2. Out of Africa - uses the slow movement from the clarinet concerto that’s being played from a record player as an elegy
3. The New World - Malick has a Kubrickian knack for picking music. In this film, he has Mozart’s 23rd piano concerto (adagio movement) to serve as a strange counterpoint to the courtship of John Smith and Pocahontas and later as a remembrance of their forgotten past. Also the film uses Wagner’s Vorpsiel to Das Rheingold to great effect in a way that would do Wagner proud.
4. Jack Jack Attacks - Okay, you have to get the Incredibles DVD for this one, but this is a short film that fills in the gaps regarding the film’s baby character. He terrorizes his babysitter with various superpowers all to the music of Mozart. A smart way to avoid having to commission a new score. They use many pieces including Dies Irae from the Requiem, the Turkish March from the piano sonata no.11 in A, and others.
5. The Best of Youth - A six-hour Italian film that made my “best of 2005″ list. After a flooding calamity, a woman emerges to play the Sonata no. 8 in A minor. And of course, the guy falls in love with her.
6. The Spy Who Loved Me - The slow movement of the Piano concerto no. 21 plays as people are eaten by sharks in a tank.
7. Manhattan - A love triangle is made awkward while sitting on a balcony watching the Symphony no. 40 in G minor.
8. The Living Daylights - James Bond prepares to aid a defection where the defectee is attending a concert also of the Symphony no. 40. This is probably one of the first times I heard this piece, and it definitely made Mozart come alive for me even though it is such a part of the background. I’m just a sucker for Bond.
What are your favorite Mozart movie moments?

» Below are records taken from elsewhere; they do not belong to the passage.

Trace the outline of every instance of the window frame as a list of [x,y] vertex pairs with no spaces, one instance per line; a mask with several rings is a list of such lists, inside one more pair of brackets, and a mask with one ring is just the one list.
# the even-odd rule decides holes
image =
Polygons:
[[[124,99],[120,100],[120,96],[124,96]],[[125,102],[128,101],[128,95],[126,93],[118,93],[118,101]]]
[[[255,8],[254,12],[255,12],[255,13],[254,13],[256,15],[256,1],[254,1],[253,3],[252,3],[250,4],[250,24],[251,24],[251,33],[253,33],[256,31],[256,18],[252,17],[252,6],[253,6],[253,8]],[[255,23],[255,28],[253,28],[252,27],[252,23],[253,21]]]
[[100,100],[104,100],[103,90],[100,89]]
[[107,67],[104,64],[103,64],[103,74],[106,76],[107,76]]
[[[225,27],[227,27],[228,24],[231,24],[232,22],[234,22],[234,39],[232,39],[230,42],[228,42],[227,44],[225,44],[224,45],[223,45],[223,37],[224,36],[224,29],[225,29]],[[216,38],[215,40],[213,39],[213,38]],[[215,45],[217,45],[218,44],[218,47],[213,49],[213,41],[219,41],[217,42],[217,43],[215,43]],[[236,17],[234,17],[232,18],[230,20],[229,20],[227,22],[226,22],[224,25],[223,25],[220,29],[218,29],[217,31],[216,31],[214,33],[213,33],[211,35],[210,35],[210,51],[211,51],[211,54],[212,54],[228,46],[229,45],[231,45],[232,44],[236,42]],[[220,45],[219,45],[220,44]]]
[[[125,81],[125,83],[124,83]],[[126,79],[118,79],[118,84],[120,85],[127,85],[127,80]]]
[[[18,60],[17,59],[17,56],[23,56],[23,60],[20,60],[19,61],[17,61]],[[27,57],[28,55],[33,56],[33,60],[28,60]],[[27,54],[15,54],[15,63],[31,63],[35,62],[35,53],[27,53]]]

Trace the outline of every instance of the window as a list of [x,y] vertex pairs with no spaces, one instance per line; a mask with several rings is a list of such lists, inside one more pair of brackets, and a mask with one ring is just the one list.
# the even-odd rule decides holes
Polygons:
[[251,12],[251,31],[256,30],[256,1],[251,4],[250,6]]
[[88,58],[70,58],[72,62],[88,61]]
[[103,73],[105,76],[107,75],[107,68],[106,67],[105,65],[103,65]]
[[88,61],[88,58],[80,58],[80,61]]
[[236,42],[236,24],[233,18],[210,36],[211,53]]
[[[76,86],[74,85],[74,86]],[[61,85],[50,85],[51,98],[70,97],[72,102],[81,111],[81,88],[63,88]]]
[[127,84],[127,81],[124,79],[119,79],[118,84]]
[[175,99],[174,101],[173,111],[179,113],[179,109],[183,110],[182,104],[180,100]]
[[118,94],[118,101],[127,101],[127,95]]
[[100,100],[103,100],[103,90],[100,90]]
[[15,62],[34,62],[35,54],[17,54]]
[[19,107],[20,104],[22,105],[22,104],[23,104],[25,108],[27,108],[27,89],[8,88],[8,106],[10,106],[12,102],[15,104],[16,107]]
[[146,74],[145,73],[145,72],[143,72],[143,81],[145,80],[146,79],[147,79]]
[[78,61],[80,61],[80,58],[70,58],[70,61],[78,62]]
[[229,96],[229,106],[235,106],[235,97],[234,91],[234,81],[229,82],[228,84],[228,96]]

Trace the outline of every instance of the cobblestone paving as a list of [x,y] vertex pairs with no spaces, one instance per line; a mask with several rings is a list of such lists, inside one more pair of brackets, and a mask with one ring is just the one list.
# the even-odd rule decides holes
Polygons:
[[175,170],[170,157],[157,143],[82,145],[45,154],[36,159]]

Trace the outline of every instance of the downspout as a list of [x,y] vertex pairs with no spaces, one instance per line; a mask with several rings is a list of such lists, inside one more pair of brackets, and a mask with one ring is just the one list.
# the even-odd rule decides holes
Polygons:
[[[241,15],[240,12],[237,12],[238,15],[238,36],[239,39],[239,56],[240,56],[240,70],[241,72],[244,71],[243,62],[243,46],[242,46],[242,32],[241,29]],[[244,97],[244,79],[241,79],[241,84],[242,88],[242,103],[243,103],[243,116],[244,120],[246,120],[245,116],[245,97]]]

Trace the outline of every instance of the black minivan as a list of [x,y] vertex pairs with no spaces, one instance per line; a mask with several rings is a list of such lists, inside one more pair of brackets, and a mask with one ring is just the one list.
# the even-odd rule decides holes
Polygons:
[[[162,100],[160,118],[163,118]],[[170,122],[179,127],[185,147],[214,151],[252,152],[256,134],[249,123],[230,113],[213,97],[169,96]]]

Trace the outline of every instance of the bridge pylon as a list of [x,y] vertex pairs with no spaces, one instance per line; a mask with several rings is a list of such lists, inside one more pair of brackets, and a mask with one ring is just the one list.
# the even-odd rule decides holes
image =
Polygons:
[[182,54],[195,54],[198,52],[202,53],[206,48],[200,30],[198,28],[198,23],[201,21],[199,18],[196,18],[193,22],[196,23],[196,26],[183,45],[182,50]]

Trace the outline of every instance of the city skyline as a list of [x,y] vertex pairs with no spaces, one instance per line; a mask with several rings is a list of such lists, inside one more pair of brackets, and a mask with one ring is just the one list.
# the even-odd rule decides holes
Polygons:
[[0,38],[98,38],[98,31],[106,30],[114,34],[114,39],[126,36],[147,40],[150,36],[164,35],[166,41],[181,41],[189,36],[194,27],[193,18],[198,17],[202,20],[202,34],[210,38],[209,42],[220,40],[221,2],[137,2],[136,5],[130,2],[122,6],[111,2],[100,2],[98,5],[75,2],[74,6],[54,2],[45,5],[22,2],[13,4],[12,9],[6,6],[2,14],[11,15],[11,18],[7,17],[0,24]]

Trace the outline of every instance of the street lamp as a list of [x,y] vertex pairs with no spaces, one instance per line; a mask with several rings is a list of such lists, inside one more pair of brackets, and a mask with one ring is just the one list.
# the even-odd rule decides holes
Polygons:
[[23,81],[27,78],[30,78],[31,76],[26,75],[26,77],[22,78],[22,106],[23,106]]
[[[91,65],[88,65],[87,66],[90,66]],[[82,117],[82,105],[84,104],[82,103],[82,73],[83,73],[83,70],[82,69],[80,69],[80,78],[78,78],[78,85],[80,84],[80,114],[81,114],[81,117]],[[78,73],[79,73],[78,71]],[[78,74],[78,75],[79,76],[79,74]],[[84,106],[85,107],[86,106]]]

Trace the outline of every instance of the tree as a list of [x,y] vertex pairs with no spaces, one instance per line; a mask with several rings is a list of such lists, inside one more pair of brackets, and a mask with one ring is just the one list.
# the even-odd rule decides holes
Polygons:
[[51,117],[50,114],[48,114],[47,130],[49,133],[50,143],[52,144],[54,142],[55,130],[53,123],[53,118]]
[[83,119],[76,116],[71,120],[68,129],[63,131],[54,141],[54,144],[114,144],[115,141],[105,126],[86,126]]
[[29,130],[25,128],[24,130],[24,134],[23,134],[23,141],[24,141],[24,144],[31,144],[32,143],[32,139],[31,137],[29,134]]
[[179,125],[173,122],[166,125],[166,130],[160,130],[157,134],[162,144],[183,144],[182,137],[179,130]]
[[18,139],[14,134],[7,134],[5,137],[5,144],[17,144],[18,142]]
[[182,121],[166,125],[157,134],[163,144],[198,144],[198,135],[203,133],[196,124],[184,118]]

February 11th, 2006 at 6:11 am
Mozart moment: “A Little Night’s Music” in The Witches of Eastwick (1987). When a frustrated and newly sexually liberated Jane (Susan Sarandon) tells her children’s orchestra, who have been playing awfully up until that point, “When I count to three, we’re going to play the hell out of this thing.” The kids then play perfectly, and go nuts and everyone’s spinning in the room and she kicks off her shoes and the school people see her and she’s fired soon after.